Why are we ignoring deforestation in the climate change debate?

I am delighted to hear the Democratic Party presidential primary candidates debate among themselves about how they intend to attack the scourge of climate change/global warming.

They recognize the obvious, that it poses a grim and dire threat to our national security. They are challenging Donald Trump’s ridiculous assertion that climate change is a “hoax” cooked up by the Chinese, who are trying to “destroy our fossil fuel industry.”

There. That all said, I am wondering about what I believe is a missing element in the climate change debate.

While the candidates talk about carbon emissions and their impact on the atmospheric temperature and the changing climate, I hear next to no one mention deforestation as a key part of the crisis.
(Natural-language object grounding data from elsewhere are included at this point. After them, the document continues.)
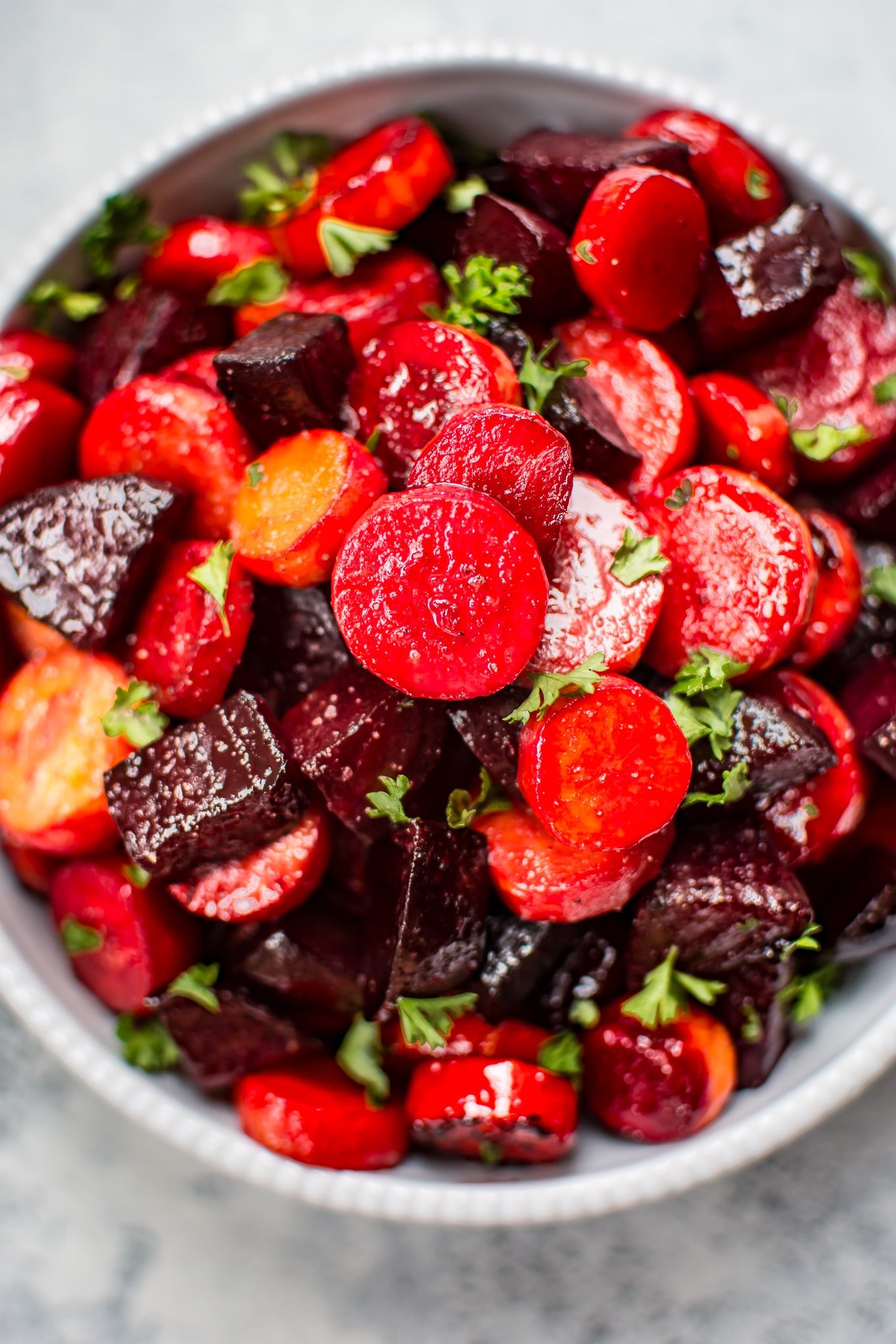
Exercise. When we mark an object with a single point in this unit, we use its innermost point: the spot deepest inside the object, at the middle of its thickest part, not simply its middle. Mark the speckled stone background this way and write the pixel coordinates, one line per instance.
(108, 1237)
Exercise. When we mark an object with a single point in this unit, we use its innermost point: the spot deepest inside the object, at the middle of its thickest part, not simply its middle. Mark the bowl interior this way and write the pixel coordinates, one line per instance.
(491, 101)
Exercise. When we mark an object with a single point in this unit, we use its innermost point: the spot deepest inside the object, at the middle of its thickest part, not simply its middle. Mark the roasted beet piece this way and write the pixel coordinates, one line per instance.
(76, 555)
(143, 333)
(219, 1048)
(557, 171)
(493, 742)
(870, 699)
(509, 233)
(352, 730)
(426, 930)
(769, 280)
(519, 956)
(755, 1017)
(293, 647)
(725, 897)
(209, 791)
(778, 746)
(288, 376)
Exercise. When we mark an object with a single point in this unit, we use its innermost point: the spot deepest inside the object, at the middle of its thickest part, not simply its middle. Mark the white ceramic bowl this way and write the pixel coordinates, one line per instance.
(493, 96)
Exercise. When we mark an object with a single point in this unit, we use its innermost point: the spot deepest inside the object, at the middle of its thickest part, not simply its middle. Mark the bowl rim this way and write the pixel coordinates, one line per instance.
(652, 1173)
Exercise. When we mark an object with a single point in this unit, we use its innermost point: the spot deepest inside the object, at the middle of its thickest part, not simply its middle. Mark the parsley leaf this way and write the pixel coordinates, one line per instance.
(637, 558)
(874, 281)
(538, 378)
(882, 582)
(460, 195)
(805, 943)
(147, 1044)
(262, 283)
(680, 495)
(735, 784)
(387, 801)
(462, 810)
(429, 1022)
(76, 304)
(583, 1013)
(562, 1054)
(195, 983)
(214, 576)
(483, 288)
(344, 245)
(360, 1055)
(821, 443)
(124, 221)
(134, 715)
(667, 992)
(548, 687)
(78, 938)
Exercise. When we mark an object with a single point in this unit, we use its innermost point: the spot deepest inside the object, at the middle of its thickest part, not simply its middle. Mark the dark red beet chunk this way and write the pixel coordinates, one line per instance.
(352, 730)
(288, 376)
(428, 920)
(76, 555)
(870, 699)
(512, 234)
(769, 280)
(779, 749)
(143, 333)
(557, 171)
(219, 1048)
(209, 791)
(725, 897)
(495, 744)
(293, 646)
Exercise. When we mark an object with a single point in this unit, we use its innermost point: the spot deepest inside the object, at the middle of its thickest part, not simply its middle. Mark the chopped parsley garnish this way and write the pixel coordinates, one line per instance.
(360, 1055)
(668, 991)
(481, 289)
(123, 222)
(78, 938)
(429, 1022)
(871, 273)
(214, 577)
(462, 808)
(196, 984)
(548, 687)
(735, 784)
(261, 283)
(344, 245)
(134, 715)
(538, 378)
(637, 558)
(147, 1044)
(387, 801)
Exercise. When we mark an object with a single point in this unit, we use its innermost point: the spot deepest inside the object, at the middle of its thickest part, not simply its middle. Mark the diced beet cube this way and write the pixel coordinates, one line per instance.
(778, 748)
(755, 1017)
(288, 376)
(519, 955)
(240, 1038)
(725, 897)
(76, 555)
(314, 959)
(209, 791)
(769, 280)
(495, 744)
(870, 700)
(143, 333)
(352, 730)
(557, 171)
(426, 930)
(293, 647)
(512, 234)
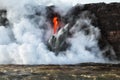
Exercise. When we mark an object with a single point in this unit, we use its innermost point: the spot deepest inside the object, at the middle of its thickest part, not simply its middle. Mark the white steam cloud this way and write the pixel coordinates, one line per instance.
(24, 41)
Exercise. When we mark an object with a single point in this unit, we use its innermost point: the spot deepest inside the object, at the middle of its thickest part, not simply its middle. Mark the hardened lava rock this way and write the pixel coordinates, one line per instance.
(3, 19)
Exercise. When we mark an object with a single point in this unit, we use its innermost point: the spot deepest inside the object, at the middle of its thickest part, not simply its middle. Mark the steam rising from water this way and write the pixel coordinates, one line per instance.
(24, 41)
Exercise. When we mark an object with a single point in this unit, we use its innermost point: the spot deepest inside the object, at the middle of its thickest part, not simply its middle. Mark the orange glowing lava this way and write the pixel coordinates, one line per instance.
(56, 24)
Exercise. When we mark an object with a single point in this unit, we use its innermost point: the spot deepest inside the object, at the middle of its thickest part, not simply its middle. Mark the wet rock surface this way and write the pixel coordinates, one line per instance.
(87, 71)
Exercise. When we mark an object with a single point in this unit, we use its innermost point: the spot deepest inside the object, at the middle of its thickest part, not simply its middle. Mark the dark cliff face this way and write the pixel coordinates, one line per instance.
(108, 18)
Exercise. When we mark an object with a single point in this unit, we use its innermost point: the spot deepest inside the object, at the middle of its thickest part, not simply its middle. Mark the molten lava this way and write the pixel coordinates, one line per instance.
(56, 24)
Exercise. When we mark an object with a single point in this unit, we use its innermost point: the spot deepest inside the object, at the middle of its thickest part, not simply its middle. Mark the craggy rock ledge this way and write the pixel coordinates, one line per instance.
(86, 71)
(109, 21)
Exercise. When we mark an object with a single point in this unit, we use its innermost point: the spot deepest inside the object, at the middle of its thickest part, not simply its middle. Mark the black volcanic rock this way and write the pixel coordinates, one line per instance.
(108, 18)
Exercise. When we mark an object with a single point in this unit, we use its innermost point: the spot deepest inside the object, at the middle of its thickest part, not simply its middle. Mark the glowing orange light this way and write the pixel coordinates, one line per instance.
(56, 24)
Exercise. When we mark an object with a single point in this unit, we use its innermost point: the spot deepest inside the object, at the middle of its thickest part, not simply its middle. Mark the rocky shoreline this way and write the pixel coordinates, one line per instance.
(85, 71)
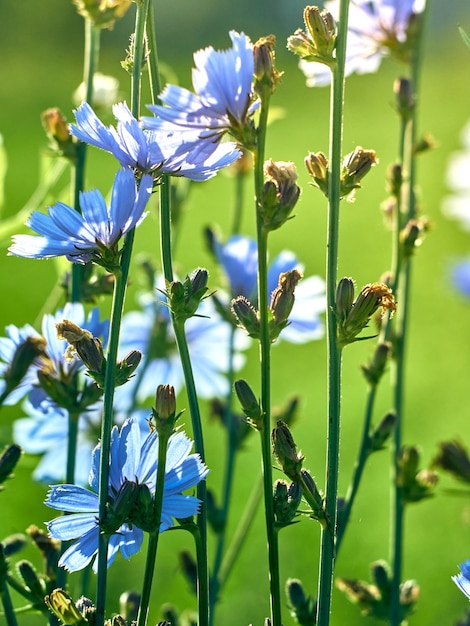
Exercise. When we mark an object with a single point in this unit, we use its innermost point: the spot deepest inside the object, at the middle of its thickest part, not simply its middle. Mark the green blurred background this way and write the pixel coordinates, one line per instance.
(42, 65)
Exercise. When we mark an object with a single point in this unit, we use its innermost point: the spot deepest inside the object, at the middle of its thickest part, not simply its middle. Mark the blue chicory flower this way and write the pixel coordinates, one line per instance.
(8, 347)
(376, 28)
(158, 152)
(86, 237)
(132, 459)
(223, 99)
(151, 332)
(462, 580)
(54, 361)
(239, 259)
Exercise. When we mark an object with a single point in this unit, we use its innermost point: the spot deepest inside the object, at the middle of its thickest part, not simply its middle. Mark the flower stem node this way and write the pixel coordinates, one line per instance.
(250, 405)
(8, 460)
(279, 194)
(416, 484)
(164, 414)
(63, 607)
(351, 321)
(356, 165)
(302, 608)
(60, 140)
(287, 498)
(286, 451)
(453, 458)
(375, 369)
(317, 166)
(317, 42)
(265, 73)
(184, 297)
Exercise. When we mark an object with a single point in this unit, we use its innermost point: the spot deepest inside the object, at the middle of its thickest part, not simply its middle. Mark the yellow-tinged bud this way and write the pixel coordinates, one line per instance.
(355, 166)
(102, 13)
(286, 451)
(63, 607)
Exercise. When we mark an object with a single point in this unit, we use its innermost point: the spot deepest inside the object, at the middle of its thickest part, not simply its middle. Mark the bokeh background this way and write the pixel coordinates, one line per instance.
(42, 47)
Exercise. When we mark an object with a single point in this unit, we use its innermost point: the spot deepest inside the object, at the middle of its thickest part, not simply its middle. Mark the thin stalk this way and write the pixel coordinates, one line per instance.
(91, 55)
(359, 466)
(265, 363)
(153, 538)
(227, 485)
(120, 285)
(398, 505)
(8, 610)
(328, 536)
(241, 534)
What’s going on in many regions of the world? Human beings are encroaching further and more deeply into habitat occupied exclusively by wildlife. To do that humans are wiping out millions of acres of forestland annually. Why is this important? How does it contribute to the changing climate worldwide?
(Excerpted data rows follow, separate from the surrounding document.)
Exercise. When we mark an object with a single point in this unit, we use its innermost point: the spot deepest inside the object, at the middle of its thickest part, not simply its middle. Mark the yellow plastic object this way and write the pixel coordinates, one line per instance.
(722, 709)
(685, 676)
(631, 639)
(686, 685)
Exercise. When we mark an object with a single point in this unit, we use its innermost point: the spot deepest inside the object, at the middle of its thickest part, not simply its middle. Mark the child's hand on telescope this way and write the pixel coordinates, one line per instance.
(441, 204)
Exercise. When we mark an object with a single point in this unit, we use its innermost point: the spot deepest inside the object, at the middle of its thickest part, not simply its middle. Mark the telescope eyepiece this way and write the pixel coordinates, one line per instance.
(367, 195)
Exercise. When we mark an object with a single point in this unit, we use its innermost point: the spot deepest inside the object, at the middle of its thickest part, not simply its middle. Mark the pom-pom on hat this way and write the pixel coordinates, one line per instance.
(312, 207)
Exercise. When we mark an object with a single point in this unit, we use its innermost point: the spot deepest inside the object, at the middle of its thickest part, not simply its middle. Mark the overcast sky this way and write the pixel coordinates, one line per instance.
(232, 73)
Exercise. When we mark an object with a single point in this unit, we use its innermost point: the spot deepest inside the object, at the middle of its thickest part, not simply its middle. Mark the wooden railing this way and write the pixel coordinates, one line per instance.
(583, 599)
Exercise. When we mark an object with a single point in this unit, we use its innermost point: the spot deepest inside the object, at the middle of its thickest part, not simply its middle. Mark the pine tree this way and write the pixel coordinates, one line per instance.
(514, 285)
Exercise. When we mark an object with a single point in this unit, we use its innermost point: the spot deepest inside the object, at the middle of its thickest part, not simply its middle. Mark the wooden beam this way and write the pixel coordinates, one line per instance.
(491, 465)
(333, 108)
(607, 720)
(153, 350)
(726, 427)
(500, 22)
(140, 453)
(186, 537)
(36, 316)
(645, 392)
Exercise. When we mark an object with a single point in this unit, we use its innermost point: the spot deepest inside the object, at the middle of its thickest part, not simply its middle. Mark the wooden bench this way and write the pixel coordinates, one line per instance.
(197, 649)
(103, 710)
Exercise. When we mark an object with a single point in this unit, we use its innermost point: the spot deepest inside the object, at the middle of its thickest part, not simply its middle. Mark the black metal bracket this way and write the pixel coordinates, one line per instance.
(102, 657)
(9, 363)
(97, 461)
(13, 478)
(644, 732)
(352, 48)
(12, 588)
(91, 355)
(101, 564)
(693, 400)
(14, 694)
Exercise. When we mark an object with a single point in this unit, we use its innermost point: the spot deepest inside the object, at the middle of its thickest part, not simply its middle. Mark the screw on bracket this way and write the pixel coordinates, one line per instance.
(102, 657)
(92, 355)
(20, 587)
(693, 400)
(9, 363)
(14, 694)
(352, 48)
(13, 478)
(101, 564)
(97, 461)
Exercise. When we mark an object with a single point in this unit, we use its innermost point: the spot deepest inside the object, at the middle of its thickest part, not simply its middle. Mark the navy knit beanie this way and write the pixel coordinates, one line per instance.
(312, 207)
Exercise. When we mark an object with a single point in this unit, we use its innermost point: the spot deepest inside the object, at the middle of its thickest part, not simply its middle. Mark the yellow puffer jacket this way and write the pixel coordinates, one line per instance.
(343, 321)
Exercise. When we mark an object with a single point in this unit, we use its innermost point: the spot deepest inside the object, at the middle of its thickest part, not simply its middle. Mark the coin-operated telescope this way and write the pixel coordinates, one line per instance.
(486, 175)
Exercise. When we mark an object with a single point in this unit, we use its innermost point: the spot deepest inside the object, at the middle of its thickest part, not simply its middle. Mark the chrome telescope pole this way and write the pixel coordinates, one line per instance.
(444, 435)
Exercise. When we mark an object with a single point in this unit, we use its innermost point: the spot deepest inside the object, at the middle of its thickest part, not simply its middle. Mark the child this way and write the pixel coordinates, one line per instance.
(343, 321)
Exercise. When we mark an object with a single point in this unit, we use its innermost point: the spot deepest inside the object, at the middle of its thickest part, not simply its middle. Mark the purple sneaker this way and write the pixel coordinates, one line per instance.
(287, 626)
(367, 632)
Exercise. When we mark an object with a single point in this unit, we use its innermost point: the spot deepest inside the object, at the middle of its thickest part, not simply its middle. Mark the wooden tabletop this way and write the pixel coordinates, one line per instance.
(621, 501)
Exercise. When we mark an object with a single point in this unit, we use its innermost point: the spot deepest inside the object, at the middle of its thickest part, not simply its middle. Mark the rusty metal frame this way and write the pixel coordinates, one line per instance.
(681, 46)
Trees consume carbon dioxide and emit oxygen. CO2 warms the atmosphere, while oxygen cools it. With more CO2 being thrown into the air with less oxygen present to counteract its impact, well … what do you think happens? The atmosphere warms up. Those polar ice caps are exposed to warmer air. The ice melts. The oceans’ levels rise. You know how this goes.

And yet we hear precious little from these men and women running for president that speaks directly to ways to pressure other nations to curb their deforestation efforts. What’s more, the European Union is the leading importer of goods produced from the deforestation epidemic that continues full throttle throughout the world.
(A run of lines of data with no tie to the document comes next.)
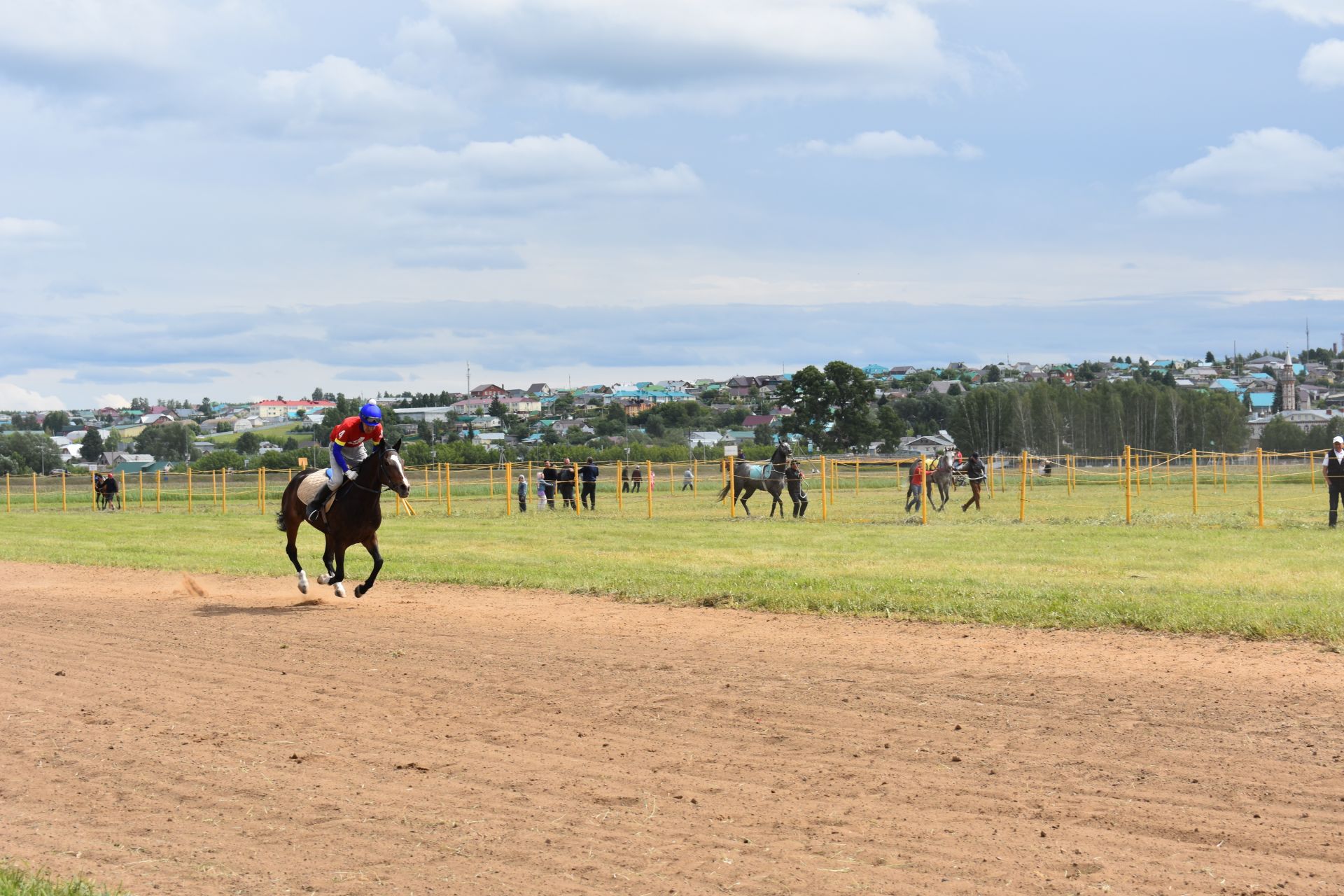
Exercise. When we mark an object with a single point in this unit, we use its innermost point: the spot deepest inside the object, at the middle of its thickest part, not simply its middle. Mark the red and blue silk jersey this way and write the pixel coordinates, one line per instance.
(350, 433)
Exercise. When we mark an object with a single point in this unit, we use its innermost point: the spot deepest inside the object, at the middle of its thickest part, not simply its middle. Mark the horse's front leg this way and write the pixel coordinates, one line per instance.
(330, 562)
(292, 550)
(360, 590)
This plague is occurring throughout Latin America, in Africa, in Southeast and South Asia. Lush forests are disappearing daily.

Developing countries are looking for places to grow, to improve industrial capacity, to find places where their residents can live, rear their families and continue their search for success and happiness. I don’t begrudge them those desires.

However, the cost of all this hideous scarring of our planet is too great to ignore.

We’re going to elect a president in 2020. If we keep the current guy in power, climate change will continue to get short shrift from the White House. We need someone in power who at a bare minimum is going to refocus our effort to curbing this terrible trend.

We also need to apply a lot more of our focus on finding ways to stop obliterating Earth’s forest lands. Without those trees, we are doomed to suffocate in an ever-warming environment.